Political scientist Mario Levesque said one issue with such a close election is that the party or coalition in power will have to elect a Speaker.
"The challenge here is even if they do form a pact — the Alliance goes with the Conservatives or the Greens with the Liberals — there is not enough there to elect the Speaker," said Levesque, a professor at Mount Allison University in Sackville, N.B.
"If the Alliance goes with the Conservatives, that's 25, so a majority," he said. "But then you have to take one away for the Speaker, and that gives them 24, which means they're still vulnerable to a tie vote in the legislature."
Erin Crandall, a professor in the politics department at Acadia University in Wolfville, N.S., called the emergence of two third parties "the big story for this election."
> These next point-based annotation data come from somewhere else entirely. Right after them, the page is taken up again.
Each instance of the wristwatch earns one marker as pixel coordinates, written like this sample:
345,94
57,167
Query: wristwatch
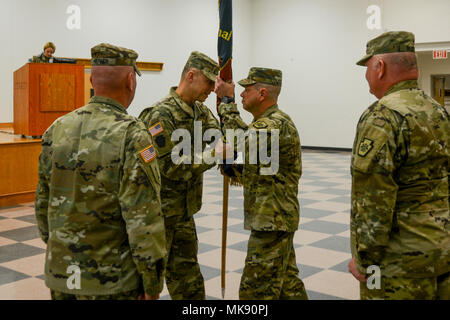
227,99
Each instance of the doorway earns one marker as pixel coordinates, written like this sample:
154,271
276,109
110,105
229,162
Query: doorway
440,87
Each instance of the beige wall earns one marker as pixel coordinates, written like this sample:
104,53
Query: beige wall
429,67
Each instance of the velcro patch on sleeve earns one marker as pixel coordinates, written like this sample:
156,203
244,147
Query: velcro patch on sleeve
364,147
260,125
156,129
148,154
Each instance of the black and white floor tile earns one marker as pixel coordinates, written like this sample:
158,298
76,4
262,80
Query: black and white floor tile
322,242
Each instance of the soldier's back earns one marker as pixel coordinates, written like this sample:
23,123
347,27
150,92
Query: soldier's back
85,151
"This is uncharted territory for New Brunswick, which is historically a two-party system," said Crandall, who is originally from Moncton. "It's always been a question of who's going to be in a majority government — the PCs or Liberals."
She said a minority government will change the dynamics of governing in New Brunswick, making third parties the "major influencer" in the legislature.
Crandall said Canadian political parties usually agree to co-operate for a certain period of time, without formal coalitions as in other countries.
"In Canada, you usually have one party governing and they rely on the goodwill of these smaller parties," she explained. "Nobody wants an election right away so probably they'll make things work."